In a preferred embodiment, the rear end of the contact switch KM4 is electrically connected with a motor protection switch QM2, the rear end of the motor protection switch QM2 is electrically connected with a motor M2 through a contact switch KM2, the motor protection switch QM2 is a schneider GV3P magnetocaloric circuit breaker, and has overload and short-circuit protection functions, and has automatic control, meanwhile, the contact switch KM1 can be used for manual control, and the motor M2 and the motor M1 are not mutually affected in parallel and can be operated independently.

In a preferred embodiment, the rear end of the contact switch KM4 is electrically connected with a breaker QF2, the rear end of the breaker QF2 is electrically connected with a resistor R1 through the contact switch KM3, and the resistor R1 is used for controlling the amount of current and protecting the safety of the operation of the electric appliance.

In a preferred embodiment, the rear end of the backup power source R is electrically connected with a breaker QF1, the rear end of the breaker QF1 is electrically connected with a contact switch KM5 electrically connected with a contact switch KM4, the rear end of the contact switch KM5 is electrically connected with the rear end of a contact switch KM4, and when a fault occurs in the common power source N, the breaker QF1, the contact switch KM4, the contact switch KM5 and the relay KT3 cooperate to switch the power source to the backup power source R.

In a preferred embodiment, the rear end of the contact switch KM4 is electrically connected to DCS via a breaker QF3 and a breaker QF4, which is a switching device capable of closing, carrying and opening current under normal circuit conditions and closing, carrying and opening current under abnormal circuit conditions within a prescribed time.
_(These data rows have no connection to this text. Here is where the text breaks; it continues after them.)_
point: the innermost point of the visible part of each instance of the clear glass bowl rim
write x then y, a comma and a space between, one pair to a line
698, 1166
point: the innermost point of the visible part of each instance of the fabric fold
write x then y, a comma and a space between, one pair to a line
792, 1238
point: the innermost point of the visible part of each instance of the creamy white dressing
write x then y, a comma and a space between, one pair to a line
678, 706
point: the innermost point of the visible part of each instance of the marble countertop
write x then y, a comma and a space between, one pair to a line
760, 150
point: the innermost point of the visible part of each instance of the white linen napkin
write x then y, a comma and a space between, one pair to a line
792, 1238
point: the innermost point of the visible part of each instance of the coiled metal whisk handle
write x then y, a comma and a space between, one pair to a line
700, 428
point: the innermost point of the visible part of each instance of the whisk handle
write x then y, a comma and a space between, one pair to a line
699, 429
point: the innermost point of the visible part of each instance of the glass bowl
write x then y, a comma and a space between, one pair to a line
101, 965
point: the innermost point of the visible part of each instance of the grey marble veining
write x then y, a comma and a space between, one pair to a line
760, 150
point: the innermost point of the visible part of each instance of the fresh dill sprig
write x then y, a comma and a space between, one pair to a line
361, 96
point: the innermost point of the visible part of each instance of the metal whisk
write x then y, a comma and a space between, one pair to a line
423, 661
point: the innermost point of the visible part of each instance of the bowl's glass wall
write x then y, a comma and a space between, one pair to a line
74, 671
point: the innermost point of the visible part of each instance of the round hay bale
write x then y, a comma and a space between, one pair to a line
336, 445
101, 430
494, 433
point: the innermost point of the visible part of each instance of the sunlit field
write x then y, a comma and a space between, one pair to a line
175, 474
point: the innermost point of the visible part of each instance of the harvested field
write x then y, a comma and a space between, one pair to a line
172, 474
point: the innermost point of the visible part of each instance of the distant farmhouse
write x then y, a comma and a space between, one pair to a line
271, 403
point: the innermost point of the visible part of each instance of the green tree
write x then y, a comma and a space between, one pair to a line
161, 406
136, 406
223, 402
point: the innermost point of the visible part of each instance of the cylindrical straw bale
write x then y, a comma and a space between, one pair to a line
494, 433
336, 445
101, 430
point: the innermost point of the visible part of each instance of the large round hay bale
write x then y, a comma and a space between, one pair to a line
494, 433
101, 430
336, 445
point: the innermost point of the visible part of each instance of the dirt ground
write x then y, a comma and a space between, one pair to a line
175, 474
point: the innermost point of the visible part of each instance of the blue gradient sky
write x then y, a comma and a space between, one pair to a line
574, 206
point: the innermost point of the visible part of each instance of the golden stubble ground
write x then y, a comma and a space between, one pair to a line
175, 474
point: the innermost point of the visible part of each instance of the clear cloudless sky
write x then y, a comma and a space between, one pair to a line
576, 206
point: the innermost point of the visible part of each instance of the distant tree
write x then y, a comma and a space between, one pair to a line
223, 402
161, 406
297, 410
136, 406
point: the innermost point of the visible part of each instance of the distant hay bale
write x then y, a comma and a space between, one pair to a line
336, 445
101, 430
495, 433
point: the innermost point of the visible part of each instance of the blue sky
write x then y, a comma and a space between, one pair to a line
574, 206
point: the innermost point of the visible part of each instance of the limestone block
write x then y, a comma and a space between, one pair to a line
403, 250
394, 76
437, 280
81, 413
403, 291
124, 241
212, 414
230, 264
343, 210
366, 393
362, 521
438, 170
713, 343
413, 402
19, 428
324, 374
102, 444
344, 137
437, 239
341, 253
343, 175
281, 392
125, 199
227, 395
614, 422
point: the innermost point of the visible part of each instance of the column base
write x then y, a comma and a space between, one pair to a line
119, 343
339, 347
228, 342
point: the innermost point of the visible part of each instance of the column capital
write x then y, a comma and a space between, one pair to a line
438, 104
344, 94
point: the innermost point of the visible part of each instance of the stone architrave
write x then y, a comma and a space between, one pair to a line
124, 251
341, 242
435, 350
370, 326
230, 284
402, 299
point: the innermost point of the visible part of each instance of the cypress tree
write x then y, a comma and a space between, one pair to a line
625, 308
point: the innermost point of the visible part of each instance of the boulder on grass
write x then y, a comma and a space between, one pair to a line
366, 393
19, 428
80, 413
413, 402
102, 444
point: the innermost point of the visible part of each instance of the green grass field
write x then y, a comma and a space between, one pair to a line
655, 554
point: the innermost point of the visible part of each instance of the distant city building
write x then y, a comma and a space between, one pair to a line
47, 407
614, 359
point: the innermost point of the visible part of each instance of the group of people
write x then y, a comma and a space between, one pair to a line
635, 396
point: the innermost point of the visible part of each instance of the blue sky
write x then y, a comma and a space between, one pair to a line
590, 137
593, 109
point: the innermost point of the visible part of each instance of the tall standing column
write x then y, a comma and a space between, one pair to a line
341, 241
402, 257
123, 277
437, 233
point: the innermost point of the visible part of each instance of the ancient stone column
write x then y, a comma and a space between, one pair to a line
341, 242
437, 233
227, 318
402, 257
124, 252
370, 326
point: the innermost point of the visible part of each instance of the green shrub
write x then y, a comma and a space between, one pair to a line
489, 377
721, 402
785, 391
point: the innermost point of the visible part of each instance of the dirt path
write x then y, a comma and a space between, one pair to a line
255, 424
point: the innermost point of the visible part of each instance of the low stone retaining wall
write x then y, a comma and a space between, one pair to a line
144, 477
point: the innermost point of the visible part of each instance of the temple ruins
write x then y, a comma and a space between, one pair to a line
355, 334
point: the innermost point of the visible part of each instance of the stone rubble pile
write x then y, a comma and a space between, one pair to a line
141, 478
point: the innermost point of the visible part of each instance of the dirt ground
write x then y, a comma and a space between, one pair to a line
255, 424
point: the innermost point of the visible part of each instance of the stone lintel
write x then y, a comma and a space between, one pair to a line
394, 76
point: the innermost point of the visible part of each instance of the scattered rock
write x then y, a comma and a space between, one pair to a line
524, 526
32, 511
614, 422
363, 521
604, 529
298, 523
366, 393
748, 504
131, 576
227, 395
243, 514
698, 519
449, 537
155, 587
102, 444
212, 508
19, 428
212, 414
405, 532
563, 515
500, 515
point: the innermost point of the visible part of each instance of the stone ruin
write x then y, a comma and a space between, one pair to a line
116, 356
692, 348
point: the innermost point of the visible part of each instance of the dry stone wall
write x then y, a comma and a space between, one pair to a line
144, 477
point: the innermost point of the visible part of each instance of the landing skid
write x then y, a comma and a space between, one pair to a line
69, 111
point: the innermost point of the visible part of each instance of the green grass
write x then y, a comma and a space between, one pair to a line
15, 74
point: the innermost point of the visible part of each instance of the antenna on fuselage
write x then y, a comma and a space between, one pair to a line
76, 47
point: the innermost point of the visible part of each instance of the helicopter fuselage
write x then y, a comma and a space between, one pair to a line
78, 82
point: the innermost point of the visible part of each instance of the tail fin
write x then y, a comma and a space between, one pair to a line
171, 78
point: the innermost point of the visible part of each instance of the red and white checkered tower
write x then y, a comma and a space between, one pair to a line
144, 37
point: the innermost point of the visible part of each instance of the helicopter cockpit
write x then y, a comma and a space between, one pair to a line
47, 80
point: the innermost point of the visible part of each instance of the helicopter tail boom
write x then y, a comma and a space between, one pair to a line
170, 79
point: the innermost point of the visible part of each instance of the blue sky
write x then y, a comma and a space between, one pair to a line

In a preferred embodiment, the device further comprises the circuit breaker QF5, a power supply module and a current transducer ICC, wherein a power supply on the circuit breaker QF5 is connected to the 24V power supply module to provide a working power supply for the current transducer ICC, the motor M1 and the motor M2 are connected in series in the feedthrough CT, and 4-20mA analog quantity is adopted to be sent to the DCS.

The utility model discloses a theory of operation is: the motor protection switch QM1 is mainly used as a protection element of the motor M1, the motor protection switch QM2 is mainly used as a protection element of the motor M2, a circuit breaker trips and reports fault signals to DCS when the circuit breaker fails, when the motor protection switch QM1 trips, a loop delays for 3-5S, another motor is started, the circuit breaker is sensitive to the current of a road block, a power supply is connected to a 24V power supply module on a circuit breaker QF5 to provide a working power supply for a current transducer ICC, a phase B of the motor M1 and the motor M2 are connected into a core-penetrating CT in series, 4-20mA analog quantity is sent into the DCS to monitor the fault and the retrograde state of the motor M1 and the motor M2 and better judge the cause of tripping of oil pump faults, the motor protection switch QM1 is changed into a thermal relay point in a control loop, namely, the overload and short-circuit faults of the motor M1 protection electric devices are divided into circuit breakers for overload, short-circuit faults, circuit faults and other types, The action of the two elements of the heat relay reacts, the Schneider core-penetrating heat relay selected in the loop reacts sensitively to fault current, and meanwhile, the heat relay plays a good role in protecting phase loss and rotation blockage in equipment operation.

It should be noted that the above embodiments belong to the same utility model concept, and the description of each embodiment has its emphasis, and the description of each embodiment is not described in detail, and reference may be made to the description of other embodiments.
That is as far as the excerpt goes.